Energy news in brief

** Paris-based Total , Europe’s second largest publicly-traded oil-and-gas company by market value, said Friday that it was only “partially aligned” with the API’s positions on climate-change policy and wouldn’t renew its membership for 2021, citing disagreements with the API’s stances against electric-vehicle subsidies, carbon pricing and methane emission regulations.

** The U.S. Energy Information Administration reported on Thursday that domestic supplies of natural gas declined by 134 billion cubic feet for the week ended Jan. 8.
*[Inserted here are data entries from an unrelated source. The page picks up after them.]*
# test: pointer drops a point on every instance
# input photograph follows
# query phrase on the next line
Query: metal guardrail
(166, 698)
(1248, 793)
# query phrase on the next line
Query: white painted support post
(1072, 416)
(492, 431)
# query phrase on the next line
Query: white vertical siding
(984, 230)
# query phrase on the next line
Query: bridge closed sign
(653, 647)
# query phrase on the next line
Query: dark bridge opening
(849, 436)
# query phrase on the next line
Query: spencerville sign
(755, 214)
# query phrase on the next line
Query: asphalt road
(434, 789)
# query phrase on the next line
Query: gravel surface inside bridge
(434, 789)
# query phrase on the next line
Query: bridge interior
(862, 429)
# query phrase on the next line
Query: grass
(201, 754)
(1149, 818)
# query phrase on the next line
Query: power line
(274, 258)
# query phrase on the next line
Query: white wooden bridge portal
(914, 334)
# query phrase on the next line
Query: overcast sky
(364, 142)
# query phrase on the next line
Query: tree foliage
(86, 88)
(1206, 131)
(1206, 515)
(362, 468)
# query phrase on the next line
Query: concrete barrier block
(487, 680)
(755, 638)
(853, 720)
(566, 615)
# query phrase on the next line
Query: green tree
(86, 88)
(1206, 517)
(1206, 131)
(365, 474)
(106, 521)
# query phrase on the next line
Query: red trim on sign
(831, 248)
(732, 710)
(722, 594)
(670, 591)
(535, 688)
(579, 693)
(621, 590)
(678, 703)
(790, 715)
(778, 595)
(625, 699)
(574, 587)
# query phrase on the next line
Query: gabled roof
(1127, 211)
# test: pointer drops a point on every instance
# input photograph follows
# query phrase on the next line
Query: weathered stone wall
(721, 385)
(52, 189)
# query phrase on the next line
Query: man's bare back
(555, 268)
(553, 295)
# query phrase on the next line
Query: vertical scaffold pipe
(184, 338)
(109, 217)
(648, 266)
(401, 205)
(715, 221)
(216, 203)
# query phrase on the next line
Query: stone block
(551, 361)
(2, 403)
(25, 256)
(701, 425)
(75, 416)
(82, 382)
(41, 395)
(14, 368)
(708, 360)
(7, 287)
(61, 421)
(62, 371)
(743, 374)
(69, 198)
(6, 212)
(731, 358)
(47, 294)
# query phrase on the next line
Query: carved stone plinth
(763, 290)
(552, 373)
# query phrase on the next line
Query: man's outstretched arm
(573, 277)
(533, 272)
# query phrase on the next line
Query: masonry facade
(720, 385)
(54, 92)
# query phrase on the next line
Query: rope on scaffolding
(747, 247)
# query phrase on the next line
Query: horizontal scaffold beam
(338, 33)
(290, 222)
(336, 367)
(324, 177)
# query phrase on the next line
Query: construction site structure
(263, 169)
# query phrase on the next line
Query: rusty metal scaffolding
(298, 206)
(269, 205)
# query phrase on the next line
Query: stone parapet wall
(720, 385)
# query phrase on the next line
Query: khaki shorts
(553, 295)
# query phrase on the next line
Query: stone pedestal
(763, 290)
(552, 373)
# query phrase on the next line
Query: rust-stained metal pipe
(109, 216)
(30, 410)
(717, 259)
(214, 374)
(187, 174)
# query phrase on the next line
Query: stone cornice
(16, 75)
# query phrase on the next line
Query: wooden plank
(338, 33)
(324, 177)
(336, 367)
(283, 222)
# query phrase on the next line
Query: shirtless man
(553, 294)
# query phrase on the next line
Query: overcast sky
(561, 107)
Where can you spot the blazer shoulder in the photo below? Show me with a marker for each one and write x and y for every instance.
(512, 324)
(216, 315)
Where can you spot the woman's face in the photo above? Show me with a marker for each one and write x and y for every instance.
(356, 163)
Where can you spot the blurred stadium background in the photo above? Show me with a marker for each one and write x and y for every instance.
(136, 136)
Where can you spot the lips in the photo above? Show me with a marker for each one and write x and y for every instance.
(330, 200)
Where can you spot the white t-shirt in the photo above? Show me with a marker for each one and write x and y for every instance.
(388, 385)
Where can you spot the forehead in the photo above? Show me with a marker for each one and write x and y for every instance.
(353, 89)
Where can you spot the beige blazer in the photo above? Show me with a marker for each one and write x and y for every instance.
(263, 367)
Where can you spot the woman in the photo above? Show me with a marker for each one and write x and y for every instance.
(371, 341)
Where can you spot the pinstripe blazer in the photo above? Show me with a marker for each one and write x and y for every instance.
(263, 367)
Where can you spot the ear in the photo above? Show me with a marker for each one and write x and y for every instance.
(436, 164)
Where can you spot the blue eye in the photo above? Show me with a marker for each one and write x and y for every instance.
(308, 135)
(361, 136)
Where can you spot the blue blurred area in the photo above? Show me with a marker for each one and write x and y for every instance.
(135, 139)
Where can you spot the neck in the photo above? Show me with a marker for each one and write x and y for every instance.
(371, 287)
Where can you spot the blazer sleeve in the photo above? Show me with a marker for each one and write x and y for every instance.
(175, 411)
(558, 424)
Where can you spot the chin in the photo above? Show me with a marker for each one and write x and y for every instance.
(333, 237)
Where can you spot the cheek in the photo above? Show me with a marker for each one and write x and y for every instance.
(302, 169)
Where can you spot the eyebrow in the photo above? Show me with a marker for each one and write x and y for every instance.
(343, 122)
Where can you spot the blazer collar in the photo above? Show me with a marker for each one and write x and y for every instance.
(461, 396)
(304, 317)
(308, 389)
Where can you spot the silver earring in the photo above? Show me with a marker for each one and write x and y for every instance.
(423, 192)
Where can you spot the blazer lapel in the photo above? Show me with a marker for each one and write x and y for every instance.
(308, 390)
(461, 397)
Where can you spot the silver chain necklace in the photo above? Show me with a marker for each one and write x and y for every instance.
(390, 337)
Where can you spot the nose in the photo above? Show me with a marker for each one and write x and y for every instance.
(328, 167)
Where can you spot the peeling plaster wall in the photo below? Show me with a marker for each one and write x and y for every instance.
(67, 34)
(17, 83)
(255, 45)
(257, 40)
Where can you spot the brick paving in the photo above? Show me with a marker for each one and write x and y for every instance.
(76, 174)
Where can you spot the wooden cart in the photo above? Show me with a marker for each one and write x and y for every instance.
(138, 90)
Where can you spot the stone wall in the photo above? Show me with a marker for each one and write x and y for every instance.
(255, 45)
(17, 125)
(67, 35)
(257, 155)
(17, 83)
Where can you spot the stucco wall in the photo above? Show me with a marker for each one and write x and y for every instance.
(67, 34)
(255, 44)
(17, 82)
**  China is considering accepting some stranded Australian coal cargoes, an effort that would help ease a logjam of vessels that have stacked up off its coast for months.

** The EIA estimates that total U.S. coal production decreased by 24% in 2020, but that it will increase by 12% in 2021 and rise again in 2022.

** Freezing weather that’s sweeping the northern hemisphere is causing chaos in energy markets and damaging infrastructure with households from Japan to Pakistan and France being asked to curb their electricity use reported Bloomberg.

** The Trump administration proposed weakening environmental protections for millions of acres of California desert, allowing more room for wind and solar energy projects, mining, and broadband infrastructure according to Reuters.

** Shares of Schlumberger Limited SLB have jumped 43.9% in the past six months compared with the industry’s 28.5% growth according to Zacks Equity.

**  Twenty defendants pleaded with a New Hampshire district court judge to allow them to have jury trials to face trespass charges stemming from blocking a train delivering coal to a power plant reported New Hampshire Public Radio.

** Wind turbine OEM Siemens Gamesa is cutting 266 jobs in Spain with the closure of two factories, it announced on Tuesday, with the falling appetite for smaller wind turbines cited as the chief cause reported Green Tech Media.

** A study by Sandia National Laboratories researchers indicates a new carbon fiber material could benefit the wind energy industry if developed commercially reported KRQE. 

** Toyota Motor Corp. will pay a record-breaking $180 million civil penalty to settle claims that the automaker violated Clean Air Act emissions reporting requirements for roughly a decade.

** Hitachi announces a new factory in Kentucky to make motors for electric vehicles.

** A new lawsuit by General Electric accuses Siemens Energy of benefiting from trade secrets it improperly received from a Dominion Energy employee in 2019, when GE & Siemens both bid on gas turbine equipment and servicing for Dominion according to Reuters.